"I frankly didn’t think it was very accurate.... I didn’t see any value in communicating that editorial opinion.” - Assistant City Manager Mitch Johnson's answer to the 2/13/04 N&R reporter's question as to why the 6/9/03 structural report on War Memorial Stadium had not been made public.
As suspected last month, we now find that the original report was not an "editorial opinion".
It now appears that the outcome of the October baseball stadium referendum was manipulated by a supposedly neutral City Manager's office through the withholding of important information that had a direct bearing on the issue. According to Johnson, the "Phase II" (pdf file) structural report was supposed to paint a decidedly rosier picture of the condition of War Memorial Stadium than the 2003 assessment... but it does not... in fact it reinforces the original assessment. The "Phase II" report simply recommends temporary repairs for the "safe, short-term operation of the stadium."
In other words, it will cost the taxpayers only $10,000 to keep WMS from falling down on Bats fans during the team's last season in the nation's oldest, continuously operating, minor league baseball stadium... after that, WMS will have to fend for itself.
The debate over whether or not stadia should be banned in Greensboro's central business district was about more than just the fate of War Memorial Stadium, but central to the arguments (from both sides) was whether or not the 1926 stadium would be neglected further or, except for the facade, demolished.
While it is impossible to determine how the structural report might have affected the outcome of the stadium vote, such uncertainty cannot discount the fact that if the report had been released it might have changed the vote. The City Manager's office should be condemned by our City Council for directing public policy through the controlling of what information some of their number, and none of the citizens, were privy to.

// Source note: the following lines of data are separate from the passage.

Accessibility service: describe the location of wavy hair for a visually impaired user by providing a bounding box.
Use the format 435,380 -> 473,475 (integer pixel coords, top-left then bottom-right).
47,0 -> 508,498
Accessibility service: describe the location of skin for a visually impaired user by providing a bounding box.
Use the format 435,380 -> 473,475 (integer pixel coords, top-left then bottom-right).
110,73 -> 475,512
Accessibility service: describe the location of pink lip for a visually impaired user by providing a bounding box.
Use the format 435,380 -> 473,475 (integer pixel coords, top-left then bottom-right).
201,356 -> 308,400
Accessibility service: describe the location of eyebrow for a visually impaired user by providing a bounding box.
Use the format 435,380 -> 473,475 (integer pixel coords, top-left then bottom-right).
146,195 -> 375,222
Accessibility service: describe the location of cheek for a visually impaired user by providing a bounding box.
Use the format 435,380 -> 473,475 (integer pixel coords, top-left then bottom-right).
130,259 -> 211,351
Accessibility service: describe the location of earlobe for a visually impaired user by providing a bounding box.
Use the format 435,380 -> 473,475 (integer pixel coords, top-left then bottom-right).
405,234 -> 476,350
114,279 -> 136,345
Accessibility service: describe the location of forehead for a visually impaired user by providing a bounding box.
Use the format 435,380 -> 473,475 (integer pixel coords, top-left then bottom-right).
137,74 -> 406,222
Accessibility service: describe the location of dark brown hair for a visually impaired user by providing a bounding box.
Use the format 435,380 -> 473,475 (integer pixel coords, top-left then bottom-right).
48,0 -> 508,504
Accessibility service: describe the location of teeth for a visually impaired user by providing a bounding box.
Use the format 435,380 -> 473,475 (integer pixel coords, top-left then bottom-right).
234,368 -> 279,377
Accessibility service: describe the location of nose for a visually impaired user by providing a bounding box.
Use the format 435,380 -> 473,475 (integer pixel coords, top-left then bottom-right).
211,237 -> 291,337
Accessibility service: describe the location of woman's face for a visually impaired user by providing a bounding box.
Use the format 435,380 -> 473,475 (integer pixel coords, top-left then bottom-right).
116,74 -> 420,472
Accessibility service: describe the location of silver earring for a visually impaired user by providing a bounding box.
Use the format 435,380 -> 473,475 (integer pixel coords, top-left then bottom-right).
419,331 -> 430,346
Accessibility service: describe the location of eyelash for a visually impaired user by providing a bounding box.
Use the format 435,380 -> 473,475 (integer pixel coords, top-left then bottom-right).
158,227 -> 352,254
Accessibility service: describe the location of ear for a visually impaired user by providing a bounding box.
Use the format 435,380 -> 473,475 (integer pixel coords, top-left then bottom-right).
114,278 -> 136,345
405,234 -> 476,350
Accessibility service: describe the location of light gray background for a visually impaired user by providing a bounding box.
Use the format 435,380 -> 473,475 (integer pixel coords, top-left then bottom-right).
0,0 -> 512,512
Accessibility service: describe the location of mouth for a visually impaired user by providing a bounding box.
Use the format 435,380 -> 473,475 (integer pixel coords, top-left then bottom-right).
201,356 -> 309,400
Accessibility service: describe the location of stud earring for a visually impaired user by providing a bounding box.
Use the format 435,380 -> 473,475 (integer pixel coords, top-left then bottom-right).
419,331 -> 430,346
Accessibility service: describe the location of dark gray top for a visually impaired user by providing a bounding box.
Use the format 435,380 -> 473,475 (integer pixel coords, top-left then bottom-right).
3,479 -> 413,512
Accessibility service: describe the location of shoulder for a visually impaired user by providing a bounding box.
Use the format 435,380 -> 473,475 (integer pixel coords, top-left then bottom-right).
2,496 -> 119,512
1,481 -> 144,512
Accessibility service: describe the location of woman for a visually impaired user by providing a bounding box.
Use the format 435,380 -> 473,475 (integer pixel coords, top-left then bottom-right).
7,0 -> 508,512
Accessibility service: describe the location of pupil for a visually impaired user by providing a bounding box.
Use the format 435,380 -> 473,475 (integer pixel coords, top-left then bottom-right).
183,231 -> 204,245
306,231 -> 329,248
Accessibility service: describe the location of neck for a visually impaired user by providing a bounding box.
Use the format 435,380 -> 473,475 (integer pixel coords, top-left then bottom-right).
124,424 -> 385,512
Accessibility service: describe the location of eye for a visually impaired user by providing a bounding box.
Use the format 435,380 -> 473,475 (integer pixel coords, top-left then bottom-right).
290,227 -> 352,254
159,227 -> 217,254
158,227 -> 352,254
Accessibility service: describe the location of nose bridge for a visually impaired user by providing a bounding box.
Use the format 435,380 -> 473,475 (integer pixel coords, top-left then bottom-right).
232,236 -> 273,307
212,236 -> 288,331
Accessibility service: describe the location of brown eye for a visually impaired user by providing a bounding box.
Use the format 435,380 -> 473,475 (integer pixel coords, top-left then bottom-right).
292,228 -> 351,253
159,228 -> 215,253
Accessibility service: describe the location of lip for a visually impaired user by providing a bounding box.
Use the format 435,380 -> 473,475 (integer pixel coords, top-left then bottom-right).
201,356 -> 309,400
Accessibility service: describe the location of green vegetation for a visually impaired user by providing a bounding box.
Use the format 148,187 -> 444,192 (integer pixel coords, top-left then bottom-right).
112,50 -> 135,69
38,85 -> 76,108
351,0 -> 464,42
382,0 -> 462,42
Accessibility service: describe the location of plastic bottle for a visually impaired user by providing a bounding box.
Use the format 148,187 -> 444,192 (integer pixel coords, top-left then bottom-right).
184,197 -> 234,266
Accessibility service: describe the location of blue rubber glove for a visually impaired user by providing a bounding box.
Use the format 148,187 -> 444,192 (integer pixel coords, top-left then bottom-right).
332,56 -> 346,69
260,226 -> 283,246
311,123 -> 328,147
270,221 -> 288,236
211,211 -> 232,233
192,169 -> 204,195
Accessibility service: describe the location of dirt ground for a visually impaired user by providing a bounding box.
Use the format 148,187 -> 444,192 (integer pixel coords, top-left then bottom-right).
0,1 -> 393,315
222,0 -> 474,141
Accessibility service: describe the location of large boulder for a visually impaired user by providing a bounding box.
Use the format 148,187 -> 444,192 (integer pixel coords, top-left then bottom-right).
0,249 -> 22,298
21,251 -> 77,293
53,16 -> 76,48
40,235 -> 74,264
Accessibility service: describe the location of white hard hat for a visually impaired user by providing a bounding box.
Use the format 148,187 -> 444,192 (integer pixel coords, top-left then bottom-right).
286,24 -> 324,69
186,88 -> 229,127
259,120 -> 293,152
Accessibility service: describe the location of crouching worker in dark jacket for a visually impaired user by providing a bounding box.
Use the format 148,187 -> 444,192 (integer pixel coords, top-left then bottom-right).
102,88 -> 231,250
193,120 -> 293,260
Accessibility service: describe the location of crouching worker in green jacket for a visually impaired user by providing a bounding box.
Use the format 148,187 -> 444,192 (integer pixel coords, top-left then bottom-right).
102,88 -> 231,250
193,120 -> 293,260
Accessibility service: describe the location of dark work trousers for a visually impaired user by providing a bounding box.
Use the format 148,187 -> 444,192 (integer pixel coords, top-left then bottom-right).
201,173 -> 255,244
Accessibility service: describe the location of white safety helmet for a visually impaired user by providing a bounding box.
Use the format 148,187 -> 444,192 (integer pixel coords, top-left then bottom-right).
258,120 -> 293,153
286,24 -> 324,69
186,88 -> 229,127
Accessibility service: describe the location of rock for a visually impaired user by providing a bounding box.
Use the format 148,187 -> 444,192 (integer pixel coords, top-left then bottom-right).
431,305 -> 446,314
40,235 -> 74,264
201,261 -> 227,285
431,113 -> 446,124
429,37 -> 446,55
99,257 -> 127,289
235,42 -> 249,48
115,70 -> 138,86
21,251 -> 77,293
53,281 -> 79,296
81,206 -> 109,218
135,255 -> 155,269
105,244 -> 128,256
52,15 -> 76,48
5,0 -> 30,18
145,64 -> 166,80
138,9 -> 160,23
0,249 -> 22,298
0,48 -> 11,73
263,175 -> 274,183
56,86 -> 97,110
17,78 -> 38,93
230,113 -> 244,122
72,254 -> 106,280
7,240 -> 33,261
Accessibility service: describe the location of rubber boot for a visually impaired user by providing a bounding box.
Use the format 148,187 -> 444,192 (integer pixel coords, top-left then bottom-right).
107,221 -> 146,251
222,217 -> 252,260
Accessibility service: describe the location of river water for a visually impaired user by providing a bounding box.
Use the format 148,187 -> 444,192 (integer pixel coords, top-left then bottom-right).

Time after time in the months leading up to the referendum new stadium boosters assured voters that there were no plans to demolish the old stadium and that it would be taken care of. Taxpayer funded publications (.jpg, GCVBureau page 3) were dissiminated in part to allay fears about WMS's future and all such arguments were dismissed by many elected officials and a political action committee that gleefully labeled anyone who harbored such concerns as naysayers. Turns out, the "naysayers" had been vindicated on that emotional point four months before the referendum but the City withheld evidence that actually proved that vindication.
Why wasn't the information released? Who's decision was it to squelch a report that would certainly have had an impact on at least someone's vote? For what reason? At who's direction?
Who, besides me, is sick of this crap?